A temperature sensor using the temperature dependency of a forward voltage Vf of a diode is known. FIGS. 1A and 1B are circuit diagrams illustrating the basic configuration of a temperature sensor. As illustrated in FIG. 1A, a temperature sensor 10 includes a diode 12 and a current source 14 for supplying a constant current Ic to the diode 12 and outputs a forward voltage (voltage drop) Vf of the diode 12. The output voltage Vf is expressed by the following equation (1). The diode 12 may be configured using a base-emitter junction of a bipolar transistor, in which case the output voltage Vf may be read as Vbe which is equivalent to Vf.Vf=VT×ln(Ic/IS)  (1)
Where, VT=kT/q, T is a temperature, k is a Boltzmann constant, q is an electronic elementary quantity and IS is a saturated current. It is noted that IS also has a temperature dependency. The temperature sensor 10 illustrated in FIG. 1A has a negative temperature characteristic CTAT (Complementary To Absolute Temperature).

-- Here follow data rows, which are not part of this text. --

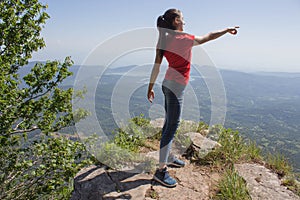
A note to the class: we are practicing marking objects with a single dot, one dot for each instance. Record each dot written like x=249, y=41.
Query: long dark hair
x=165, y=26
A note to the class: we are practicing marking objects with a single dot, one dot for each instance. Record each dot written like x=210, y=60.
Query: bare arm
x=154, y=74
x=214, y=35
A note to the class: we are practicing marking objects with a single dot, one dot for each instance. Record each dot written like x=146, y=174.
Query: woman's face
x=179, y=22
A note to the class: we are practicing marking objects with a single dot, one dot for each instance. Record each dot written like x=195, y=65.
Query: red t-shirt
x=178, y=53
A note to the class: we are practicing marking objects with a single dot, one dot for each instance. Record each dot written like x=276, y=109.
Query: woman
x=175, y=46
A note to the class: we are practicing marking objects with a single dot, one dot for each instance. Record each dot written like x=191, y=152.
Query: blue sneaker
x=163, y=177
x=175, y=162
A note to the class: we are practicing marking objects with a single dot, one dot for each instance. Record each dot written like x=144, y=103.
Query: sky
x=268, y=38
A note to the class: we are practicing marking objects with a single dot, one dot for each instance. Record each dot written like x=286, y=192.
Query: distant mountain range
x=263, y=106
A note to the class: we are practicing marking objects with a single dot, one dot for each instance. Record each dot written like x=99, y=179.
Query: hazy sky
x=268, y=39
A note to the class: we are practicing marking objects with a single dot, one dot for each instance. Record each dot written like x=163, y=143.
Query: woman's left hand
x=233, y=30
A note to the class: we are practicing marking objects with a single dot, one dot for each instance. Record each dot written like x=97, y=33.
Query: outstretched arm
x=214, y=35
x=154, y=74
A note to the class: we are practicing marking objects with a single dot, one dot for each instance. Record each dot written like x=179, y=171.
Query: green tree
x=43, y=167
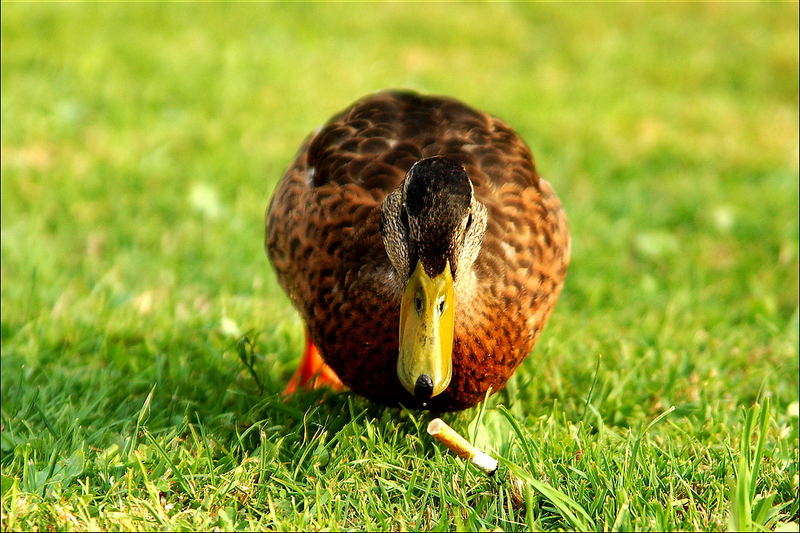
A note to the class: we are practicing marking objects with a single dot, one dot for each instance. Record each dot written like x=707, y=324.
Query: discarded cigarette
x=458, y=444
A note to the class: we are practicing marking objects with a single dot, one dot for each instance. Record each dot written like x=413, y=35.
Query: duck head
x=432, y=227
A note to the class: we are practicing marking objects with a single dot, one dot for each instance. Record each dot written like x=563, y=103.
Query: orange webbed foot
x=312, y=372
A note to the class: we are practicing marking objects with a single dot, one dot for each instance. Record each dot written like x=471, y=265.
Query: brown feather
x=323, y=239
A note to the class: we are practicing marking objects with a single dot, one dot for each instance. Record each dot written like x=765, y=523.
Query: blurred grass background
x=140, y=145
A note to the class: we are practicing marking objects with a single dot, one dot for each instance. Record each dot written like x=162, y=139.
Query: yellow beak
x=427, y=313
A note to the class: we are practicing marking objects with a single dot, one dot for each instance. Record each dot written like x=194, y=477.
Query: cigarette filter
x=461, y=447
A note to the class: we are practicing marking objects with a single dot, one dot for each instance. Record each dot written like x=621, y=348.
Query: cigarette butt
x=461, y=447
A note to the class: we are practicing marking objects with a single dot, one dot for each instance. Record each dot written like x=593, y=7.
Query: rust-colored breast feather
x=324, y=241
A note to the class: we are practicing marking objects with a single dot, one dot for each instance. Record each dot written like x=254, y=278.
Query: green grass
x=141, y=142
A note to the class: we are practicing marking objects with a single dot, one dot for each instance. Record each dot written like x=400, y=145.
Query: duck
x=421, y=248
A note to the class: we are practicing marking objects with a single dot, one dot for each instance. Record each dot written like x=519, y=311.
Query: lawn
x=145, y=340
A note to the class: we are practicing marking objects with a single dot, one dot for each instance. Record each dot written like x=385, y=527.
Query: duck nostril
x=423, y=390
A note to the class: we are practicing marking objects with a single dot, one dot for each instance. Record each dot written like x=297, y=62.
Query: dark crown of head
x=437, y=187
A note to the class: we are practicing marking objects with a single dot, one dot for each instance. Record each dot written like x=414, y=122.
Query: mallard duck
x=421, y=248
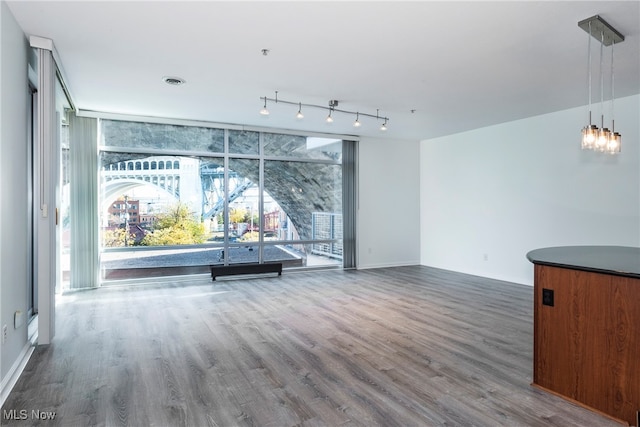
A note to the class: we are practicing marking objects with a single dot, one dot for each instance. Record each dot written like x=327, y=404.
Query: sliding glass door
x=176, y=199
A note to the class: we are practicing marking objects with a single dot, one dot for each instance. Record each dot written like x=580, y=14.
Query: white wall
x=504, y=190
x=388, y=206
x=13, y=185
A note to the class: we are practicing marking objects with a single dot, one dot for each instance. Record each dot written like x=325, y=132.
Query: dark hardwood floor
x=405, y=346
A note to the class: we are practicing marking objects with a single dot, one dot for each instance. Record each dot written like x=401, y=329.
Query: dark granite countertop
x=616, y=260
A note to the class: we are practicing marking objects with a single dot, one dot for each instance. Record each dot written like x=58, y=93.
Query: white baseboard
x=387, y=265
x=10, y=380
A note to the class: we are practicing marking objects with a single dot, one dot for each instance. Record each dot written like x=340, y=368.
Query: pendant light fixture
x=615, y=139
x=332, y=108
x=602, y=140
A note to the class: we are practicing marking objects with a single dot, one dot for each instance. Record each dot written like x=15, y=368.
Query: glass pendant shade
x=589, y=135
x=614, y=145
x=602, y=139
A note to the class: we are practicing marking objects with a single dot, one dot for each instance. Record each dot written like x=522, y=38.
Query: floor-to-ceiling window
x=175, y=199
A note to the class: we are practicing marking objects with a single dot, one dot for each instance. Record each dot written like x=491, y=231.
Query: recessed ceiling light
x=175, y=81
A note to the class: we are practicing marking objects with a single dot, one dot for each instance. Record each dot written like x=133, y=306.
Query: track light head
x=264, y=110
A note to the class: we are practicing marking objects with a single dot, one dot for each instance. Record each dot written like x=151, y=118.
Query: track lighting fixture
x=264, y=110
x=357, y=123
x=603, y=139
x=329, y=119
x=333, y=104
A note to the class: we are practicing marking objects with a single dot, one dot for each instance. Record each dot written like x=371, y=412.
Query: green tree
x=176, y=226
x=236, y=215
x=115, y=238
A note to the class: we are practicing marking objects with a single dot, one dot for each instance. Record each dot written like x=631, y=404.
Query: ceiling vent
x=175, y=81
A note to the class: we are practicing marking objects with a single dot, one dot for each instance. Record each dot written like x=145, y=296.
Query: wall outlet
x=18, y=319
x=547, y=297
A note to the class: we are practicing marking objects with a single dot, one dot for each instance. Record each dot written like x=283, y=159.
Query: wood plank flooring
x=404, y=346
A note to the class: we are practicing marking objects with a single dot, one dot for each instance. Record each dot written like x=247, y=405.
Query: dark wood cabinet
x=587, y=338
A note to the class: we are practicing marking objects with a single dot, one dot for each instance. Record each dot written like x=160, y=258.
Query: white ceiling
x=459, y=65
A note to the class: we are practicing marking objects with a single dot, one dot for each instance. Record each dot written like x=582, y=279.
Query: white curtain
x=349, y=202
x=83, y=212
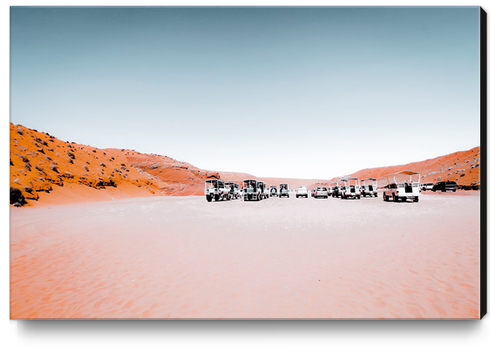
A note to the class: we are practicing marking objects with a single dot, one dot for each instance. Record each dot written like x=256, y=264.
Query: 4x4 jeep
x=234, y=189
x=333, y=190
x=351, y=188
x=274, y=191
x=302, y=191
x=369, y=187
x=319, y=192
x=283, y=190
x=263, y=189
x=251, y=190
x=406, y=188
x=443, y=186
x=216, y=189
x=426, y=186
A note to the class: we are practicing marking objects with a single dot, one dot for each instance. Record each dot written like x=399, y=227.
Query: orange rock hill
x=40, y=162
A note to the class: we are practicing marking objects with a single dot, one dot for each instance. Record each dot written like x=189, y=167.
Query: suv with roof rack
x=443, y=186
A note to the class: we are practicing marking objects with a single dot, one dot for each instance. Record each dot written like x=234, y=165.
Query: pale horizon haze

The temperature sensor 10 illustrated in FIG. 1A has a problem in that it is affected by variations of Ic and IS.
A temperature sensor 20 illustrated in FIG. 1B includes diodes 22 and 24 and current sources 26 and 28 for supplying constant currents Id1 and Ic2 to the diodes 22 and 24. The current density flowing through the diode 24 is 1/n times as large as the current density flowing through the diode 22. For example, with Ic1=Ic2, the size of the diode 24 is n times the size of the diode 22. Alternatively, with Ic1=n×Ic2, the diode 22 and the diode 24 may be same in size.
The temperature sensor 20 outputs a difference ΔVf (=Vf1−Vf2) between a forward voltage Vf1 of the diode 22 and a forward voltage Vf2 of the diode 24. The difference ΔVf has the positive temperature characteristic PTAT (Proportional To Absolute Temperature) expressed by the following equation (2).ΔVf=Vf1−Vf2=VT×ln(n)  (2)
That is, in comparison with the temperature sensor 10 illustrated in FIG. 1A, the temperature sensor 20 illustrated in FIG. 1B is configured to be less affected by variations of Ic and IS than the temperature sensor 10 illustrated in FIG. 1A.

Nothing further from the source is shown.